9.4. Multi-GPU Computation Implementation from Scratch¶
In this section, we will show how to use multiple GPU for computation.
For example, we can train the same model using multiple GPUs. As you
might expect, running the programs in this section requires at least two
GPUs. In fact, installing multiple GPUs on a single machine is common
because there are usually multiple PCIe slots on the motherboard. If the
NVIDIA driver is properly installed, we can use the nvidia-smi
command to view all GPUs on the current computer.
In [1]:
!nvidia-smi
Tue Feb 19 07:49:54 2019
+-----------------------------------------------------------------------------+
| NVIDIA-SMI 396.37 Driver Version: 396.37 |
|-------------------------------+----------------------+----------------------+
| GPU Name Persistence-M| Bus-Id Disp.A | Volatile Uncorr. ECC |
| Fan Temp Perf Pwr:Usage/Cap| Memory-Usage | GPU-Util Compute M. |
|===============================+======================+======================|
| 0 Tesla M60 Off | 00000000:00:1D.0 Off | 0 |
| N/A 29C P0 45W / 150W | 0MiB / 7618MiB | 0% Default |
+-------------------------------+----------------------+----------------------+
| 1 Tesla M60 Off | 00000000:00:1E.0 Off | 0 |
| N/A 37C P0 41W / 150W | 0MiB / 7618MiB | 99% Default |
+-------------------------------+----------------------+----------------------+
+-----------------------------------------------------------------------------+
| Processes: GPU Memory |
| GPU PID Type Process name Usage |
|=============================================================================|
| No running processes found |
+-----------------------------------------------------------------------------+
As we discussed in the “Automatic Parallel Computation” section, most operations can use all the computational resources of all CPUs, or all computational resources of a single GPU. However, if we use multiple GPUs for model training, we still need to implement the corresponding algorithms. Of these, the most commonly used algorithm is called data parallelism.
9.4.1. Data Parallelism¶
In the deep learning field, Data Parallelism is currently the most widely used method for dividing model training tasks among multiple GPUs. Recall the process for training models using optimization algorithms described in the “Mini-batch Stochastic Gradient Descent” section. Now, we will demonstrate how data parallelism works using mini-batch stochastic gradient descent as an example.
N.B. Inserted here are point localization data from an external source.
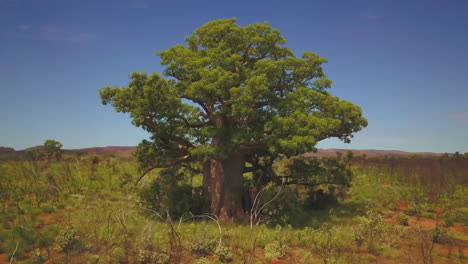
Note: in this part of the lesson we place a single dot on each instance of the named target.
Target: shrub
(403, 219)
(202, 261)
(440, 235)
(274, 250)
(449, 220)
(38, 257)
(161, 257)
(203, 246)
(143, 257)
(224, 254)
(47, 236)
(67, 240)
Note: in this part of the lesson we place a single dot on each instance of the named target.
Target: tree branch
(177, 161)
(252, 146)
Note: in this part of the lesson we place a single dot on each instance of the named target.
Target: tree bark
(224, 182)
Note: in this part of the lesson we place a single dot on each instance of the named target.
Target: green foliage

Assume there are \(k\) GPUs on a machine. Given the model to be trained, each GPU will maintain a complete set of model parameters independently. In any iteration of model training, given a random mini-batch, we divide the examples in the batch into \(k\) portions and distribute one to each GPU. Then, each GPU will calculate the local gradient of the model parameters based on the mini-batch subset it was assigned and the model parameters it maintains. Next, we add together the local gradients on the \(k\) GPUs to get the current mini-batch stochastic gradient. After that, each GPU uses this mini-batch stochastic gradient to update the complete set of model parameters that it maintains. Figure 8.1 depicts the mini-batch stochastic gradient calculation using data parallelism and two GPUs.
Fig. 9.1 Calculation of mini-batch stochastic gradient using data parallelism and two GPUs.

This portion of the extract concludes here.